Zurückpfeifen kann der Bürgermeister sowieso nicht, er kann laut Kommunalverfassung §55 einen Beschluss beanstanden, der Beschluss kommt erneut zur Abstimmung. Wird der Beschluss wieder gefasst, kann sich der BM erneut an die Kommunalaufsicht wenden und die muss dann prüfen, ob der Beschluss rechtswidrig ist. Wird der Beschluss dagegen beim zweiten Mal abgelehnt, gilt er als aufgehoben. Unser BM hat wohl Probleme damit in einer demokratischen Abstimmung zu unterliegen, hat er doch schon während der Sitzung, recht giftig, eine juristische Überprüfung angekündigt. Wie will der BM mit dieser Hypothek und den mehrfach zuvor abgegebenen Misstrauensäußerungen gegen die Abgeordneten von CDU, SPD und WBF da für die nächsten sechs Jahre seiner Amtszeit ein konstruktives Miteinander gewährleisten?
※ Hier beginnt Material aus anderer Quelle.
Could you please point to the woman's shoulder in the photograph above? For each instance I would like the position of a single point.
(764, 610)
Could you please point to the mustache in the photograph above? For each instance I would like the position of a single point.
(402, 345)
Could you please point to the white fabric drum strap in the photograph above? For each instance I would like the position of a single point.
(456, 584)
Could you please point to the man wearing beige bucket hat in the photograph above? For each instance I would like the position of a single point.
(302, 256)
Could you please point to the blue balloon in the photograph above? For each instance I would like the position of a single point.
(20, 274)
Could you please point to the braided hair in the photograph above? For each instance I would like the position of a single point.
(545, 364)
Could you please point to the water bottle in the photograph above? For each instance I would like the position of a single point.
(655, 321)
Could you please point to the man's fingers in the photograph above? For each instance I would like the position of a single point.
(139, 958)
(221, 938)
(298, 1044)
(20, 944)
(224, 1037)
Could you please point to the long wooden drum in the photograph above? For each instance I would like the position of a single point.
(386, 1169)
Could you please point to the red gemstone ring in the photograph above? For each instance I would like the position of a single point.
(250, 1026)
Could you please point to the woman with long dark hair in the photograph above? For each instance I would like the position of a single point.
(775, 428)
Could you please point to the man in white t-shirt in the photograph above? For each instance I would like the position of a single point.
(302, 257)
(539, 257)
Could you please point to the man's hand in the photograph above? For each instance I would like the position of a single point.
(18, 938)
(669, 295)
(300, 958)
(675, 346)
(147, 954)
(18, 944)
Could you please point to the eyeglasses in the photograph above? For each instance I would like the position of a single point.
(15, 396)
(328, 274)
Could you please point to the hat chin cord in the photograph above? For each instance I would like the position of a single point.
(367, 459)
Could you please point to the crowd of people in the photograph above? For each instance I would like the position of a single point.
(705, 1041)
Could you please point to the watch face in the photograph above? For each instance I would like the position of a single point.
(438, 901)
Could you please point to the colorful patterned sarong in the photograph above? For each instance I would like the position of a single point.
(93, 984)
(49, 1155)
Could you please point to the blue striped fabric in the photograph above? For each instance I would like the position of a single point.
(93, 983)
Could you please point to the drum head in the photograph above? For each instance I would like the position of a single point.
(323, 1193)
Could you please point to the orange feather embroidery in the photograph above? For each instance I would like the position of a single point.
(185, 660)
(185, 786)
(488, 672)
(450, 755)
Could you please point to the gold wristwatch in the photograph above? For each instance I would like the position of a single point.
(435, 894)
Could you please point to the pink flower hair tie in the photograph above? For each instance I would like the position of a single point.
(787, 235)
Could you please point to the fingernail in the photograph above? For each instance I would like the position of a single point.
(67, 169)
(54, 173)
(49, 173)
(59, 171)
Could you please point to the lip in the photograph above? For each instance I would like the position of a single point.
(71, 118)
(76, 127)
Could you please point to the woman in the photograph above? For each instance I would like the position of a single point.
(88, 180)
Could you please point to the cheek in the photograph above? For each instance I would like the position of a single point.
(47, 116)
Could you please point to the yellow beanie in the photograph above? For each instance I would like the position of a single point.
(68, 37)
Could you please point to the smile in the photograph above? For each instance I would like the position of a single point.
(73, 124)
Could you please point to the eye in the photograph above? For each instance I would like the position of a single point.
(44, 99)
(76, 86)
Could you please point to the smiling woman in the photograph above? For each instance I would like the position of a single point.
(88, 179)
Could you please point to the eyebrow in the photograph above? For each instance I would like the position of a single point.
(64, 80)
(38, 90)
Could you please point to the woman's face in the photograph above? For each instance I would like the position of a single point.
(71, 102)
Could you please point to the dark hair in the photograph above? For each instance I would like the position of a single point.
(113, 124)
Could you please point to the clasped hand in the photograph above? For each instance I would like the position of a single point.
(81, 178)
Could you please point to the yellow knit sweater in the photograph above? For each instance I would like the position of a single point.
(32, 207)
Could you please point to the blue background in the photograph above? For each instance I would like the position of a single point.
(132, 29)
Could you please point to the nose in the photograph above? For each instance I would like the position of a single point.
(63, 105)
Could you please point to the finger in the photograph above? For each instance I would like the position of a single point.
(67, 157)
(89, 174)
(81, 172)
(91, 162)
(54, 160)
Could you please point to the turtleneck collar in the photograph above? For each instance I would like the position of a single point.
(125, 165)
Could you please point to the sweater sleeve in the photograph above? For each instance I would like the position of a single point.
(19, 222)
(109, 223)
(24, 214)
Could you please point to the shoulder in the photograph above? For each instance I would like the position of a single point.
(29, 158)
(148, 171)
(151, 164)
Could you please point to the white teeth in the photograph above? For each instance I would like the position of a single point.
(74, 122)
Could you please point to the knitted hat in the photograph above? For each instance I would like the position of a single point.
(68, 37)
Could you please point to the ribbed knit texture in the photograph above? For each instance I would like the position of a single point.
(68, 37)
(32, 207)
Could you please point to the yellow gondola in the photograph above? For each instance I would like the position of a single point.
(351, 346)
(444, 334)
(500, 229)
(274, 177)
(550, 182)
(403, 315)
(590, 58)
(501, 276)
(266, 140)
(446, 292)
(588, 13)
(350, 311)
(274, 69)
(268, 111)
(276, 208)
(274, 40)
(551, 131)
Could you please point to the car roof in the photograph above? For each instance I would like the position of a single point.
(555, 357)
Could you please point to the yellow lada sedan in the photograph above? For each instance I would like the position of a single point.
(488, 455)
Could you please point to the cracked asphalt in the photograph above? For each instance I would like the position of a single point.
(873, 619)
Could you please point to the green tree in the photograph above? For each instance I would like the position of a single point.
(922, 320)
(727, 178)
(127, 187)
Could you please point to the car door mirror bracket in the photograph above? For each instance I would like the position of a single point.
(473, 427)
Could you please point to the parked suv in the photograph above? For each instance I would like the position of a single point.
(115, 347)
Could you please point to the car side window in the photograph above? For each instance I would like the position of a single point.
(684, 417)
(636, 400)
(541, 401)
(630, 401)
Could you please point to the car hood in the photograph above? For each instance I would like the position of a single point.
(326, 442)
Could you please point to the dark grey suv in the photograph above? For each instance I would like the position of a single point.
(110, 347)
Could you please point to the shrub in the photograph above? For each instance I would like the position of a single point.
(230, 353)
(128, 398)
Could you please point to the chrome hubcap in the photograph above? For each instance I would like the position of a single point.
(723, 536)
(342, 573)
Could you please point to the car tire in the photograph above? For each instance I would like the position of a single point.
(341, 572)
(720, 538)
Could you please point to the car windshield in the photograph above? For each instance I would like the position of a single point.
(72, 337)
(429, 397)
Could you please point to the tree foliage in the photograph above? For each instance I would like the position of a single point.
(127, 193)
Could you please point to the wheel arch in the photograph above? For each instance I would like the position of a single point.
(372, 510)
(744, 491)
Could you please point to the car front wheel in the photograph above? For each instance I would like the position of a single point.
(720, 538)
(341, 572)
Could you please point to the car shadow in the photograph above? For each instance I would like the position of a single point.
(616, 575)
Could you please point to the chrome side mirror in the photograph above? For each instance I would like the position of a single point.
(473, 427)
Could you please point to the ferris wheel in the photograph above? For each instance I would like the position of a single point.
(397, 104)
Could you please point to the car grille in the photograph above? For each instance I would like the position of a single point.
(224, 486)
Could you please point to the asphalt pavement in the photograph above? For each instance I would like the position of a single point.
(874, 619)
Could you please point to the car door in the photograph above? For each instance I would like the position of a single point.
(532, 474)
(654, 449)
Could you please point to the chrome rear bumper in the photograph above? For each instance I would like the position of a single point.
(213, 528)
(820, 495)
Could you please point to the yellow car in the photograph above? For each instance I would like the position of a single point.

„Die Beanstandung hat aber, gemäß Kommunalverfassung jetzt eher formale Gründe: Es gehe darum, dass die Gemeinde angesichts der finanziellen Größenordnung womöglich zu einer Ausschreibung gezwungen sei“ so die MOZ vom 16/17.05.11. In §55 Kommunalverfassung, geht es richtig zur Sache – Rechtswidrig oder Rechtens ist da die Frage, nichts ist da von formalen Gründen zu finden.

130 TE soll die Gemeinde jährlich für Miete, Nebenkosten, Einrichtung und Umbaumaßnahmen zahlen und das zehn Jahre lang. Die Gemeinde baut nicht um, umgebaut wird von der Tribus GmbH. Das Unternehmen bekommt von einer Bank einen Kredit für die anstehenden Arbeiten. Eine private Firma kann ausschreiben oder es sein lassen, das geht niemandem etwas an, auch den Bürgermeister nicht.

So richtig verstehen mag ich deshalb des BMs Beanstandung nicht, eher, meine ich, hofft er den bestehenden Beschluss kippen zu können und seinen alten, für ungenügend befundenen Plan doch noch durchzusetzen, sind doch einige Abgeordnete im Urlaub. Stimmenarithmetik soll jetzt schaffen, was mit schlechten Argumenten nicht möglich war. Das schafft kein Vertrauen in die Politik des Bürgermeisters.